Il y a un Kerala que l’on découvre depuis la plage, entre cocotiers, soleil et mer d’Arabie et puis il y a un autre Kerala, plus secret, plus vert, plus lent. Celui des terres, des rizières, des canaux, des plantations et des petits villages. Celui que la mousson transforme en un paysage d’une incroyable intensité.
C’est aussi là que j’aime imaginer un séjour ayurvédique. Quand la pluie change le paysage, pendant la mousson, le Kerala prend une autre dimension.
La végétation devient d’un vert presque irréel. Les rizières se remplissent d’eau, les canaux débordent de vie, les palmiers se détachent sur des ciels chargés et la pluie rythme les journées.
Ce n’est pas forcément le Kerala des longues journées à la plage.

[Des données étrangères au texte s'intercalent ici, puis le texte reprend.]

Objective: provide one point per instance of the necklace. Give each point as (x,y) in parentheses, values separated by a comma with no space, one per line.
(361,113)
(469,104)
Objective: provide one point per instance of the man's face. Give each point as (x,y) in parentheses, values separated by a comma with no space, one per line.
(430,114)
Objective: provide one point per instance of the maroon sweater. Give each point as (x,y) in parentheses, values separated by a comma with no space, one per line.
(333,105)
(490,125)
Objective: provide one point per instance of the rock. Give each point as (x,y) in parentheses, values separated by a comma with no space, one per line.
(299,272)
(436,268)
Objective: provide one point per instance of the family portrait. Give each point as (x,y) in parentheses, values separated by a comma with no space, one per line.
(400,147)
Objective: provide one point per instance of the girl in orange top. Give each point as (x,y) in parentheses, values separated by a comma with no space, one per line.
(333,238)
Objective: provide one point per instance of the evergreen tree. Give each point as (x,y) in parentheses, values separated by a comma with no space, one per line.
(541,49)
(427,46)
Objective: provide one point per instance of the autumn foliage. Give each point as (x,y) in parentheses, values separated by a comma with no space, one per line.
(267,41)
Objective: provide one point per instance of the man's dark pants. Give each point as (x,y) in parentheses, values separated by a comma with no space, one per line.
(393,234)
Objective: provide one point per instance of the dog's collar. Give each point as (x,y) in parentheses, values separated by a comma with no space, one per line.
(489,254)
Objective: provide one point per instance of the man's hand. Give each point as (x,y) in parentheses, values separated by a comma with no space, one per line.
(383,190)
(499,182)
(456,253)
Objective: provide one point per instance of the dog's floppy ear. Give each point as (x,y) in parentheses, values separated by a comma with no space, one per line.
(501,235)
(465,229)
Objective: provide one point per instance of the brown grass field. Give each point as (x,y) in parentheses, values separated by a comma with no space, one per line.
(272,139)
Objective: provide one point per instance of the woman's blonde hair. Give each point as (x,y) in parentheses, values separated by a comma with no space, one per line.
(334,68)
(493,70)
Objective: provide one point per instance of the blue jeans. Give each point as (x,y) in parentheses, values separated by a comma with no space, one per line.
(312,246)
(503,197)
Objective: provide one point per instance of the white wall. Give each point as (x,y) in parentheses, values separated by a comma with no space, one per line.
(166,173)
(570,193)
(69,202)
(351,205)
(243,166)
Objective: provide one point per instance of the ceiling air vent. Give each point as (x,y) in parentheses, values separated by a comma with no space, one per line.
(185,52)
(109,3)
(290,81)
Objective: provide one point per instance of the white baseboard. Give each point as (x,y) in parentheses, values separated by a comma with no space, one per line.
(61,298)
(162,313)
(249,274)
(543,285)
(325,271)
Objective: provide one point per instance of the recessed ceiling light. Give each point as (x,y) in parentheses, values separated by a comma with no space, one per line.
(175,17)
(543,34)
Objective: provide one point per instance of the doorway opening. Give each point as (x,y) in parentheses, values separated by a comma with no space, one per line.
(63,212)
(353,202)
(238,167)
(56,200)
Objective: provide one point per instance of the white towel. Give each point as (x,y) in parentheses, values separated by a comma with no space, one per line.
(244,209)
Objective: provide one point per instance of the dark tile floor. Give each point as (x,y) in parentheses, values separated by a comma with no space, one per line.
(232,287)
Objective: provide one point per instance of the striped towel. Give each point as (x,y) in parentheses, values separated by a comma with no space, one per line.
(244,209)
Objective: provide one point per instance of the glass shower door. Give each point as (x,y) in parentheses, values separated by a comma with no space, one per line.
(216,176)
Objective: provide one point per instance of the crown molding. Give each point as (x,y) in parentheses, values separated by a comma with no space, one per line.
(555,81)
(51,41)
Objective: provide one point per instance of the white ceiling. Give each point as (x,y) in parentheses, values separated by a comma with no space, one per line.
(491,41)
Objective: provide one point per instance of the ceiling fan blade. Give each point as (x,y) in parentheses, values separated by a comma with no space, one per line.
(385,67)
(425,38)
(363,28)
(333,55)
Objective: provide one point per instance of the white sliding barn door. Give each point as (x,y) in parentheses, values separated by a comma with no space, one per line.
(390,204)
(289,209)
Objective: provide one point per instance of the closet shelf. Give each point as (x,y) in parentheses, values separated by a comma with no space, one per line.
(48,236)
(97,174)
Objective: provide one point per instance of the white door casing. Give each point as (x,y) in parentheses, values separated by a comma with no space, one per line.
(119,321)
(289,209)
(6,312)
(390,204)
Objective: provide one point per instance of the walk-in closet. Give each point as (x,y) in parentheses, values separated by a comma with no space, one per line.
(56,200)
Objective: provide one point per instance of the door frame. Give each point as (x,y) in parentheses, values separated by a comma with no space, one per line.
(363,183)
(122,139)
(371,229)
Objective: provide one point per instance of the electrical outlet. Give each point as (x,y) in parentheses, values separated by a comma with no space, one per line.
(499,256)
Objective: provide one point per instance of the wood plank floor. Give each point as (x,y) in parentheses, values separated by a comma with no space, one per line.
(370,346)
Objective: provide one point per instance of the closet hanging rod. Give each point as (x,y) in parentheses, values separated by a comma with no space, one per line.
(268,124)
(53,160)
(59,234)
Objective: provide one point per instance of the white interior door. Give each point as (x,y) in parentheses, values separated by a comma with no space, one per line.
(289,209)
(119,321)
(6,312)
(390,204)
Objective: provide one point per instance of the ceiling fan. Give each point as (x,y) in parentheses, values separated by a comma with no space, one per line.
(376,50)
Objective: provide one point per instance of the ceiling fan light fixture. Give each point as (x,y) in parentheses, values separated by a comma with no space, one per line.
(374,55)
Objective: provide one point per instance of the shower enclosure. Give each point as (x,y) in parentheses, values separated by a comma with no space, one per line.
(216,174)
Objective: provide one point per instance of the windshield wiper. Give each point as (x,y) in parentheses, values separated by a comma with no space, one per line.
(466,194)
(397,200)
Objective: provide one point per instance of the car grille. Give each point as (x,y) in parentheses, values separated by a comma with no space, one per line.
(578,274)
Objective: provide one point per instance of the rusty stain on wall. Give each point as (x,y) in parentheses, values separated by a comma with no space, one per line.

Et c’est justement ce qui fait son charme.
La mousson invite à ralentir, observer et rester davantage dans le présent.
Se perdre dans les terres
Quitter la côte pour s’enfoncer dans les terres, c’est découvrir un Kerala différent.
On traverse les rizières, les plantations d’épices, les petits villages. On longe les canaux où la vie quotidienne continue tranquillement. Et parfois, au bout d’une petite route, on découvre un centre ayurvédique, installé dans un jardin tropical, au bord d’une rivière ou au cœur des plantations. Ce sont souvent des lieux plus petits, plus intimes, loin des grands établissements et des circuits touristiques.
Y séjourner, c’est faire de la cure ayurvédique une véritable rencontre avec le Kerala.
Dans un petit centre ayurvédique installé dans les terres, le rythme change.
On ne vient plus seulement pour recevoir des soins. On prend le temps de vivre au rythme du lieu, de connaître les thérapeutes, de retrouver les mêmes visages chaque matin, d’écouter la pluie depuis sa chambre.
On cesse d’être simplement de passage.
On commence à habiter le Kerala, même pour quelques jours.
Une autre idée du voyage
Faire un séjour ayurvédique pendant la mousson, ce n’est donc pas simplement choisir une période « moins touristique ». C’est choisir une autre manière de voyager.
Le temps de regarder la pluie tomber sur les cocotiers, de marcher entre les rizières lorsqu’une éclaircie apparaît, d’observer la vie d’un village.
Et peut-être que c’est cela que l’on vient finalement chercher :
un endroit suffisamment beau pour donner envie de ralentir, et suffisamment authentique pour donner envie de rester.
Mon Kerala
Lorsque je conseille une cure ayurvédique, je ne cherche pas uniquement un centre avec de beaux soins. J’aime aussi partir à la recherche de ces petits centres ayurvédiques dans les terres, parfois moins connus, où le cadre, la simplicité et la proximité avec la vie locale font partie intégrante de l’expérience.
Parce qu’un séjour ayurvédique peut être une expérience de bien-être.
Mais il peut aussi devenir une véritable rencontre avec un pays.
Et pour moi, c’est souvent lorsque l’on quitte la côte que le voyage commence vraiment.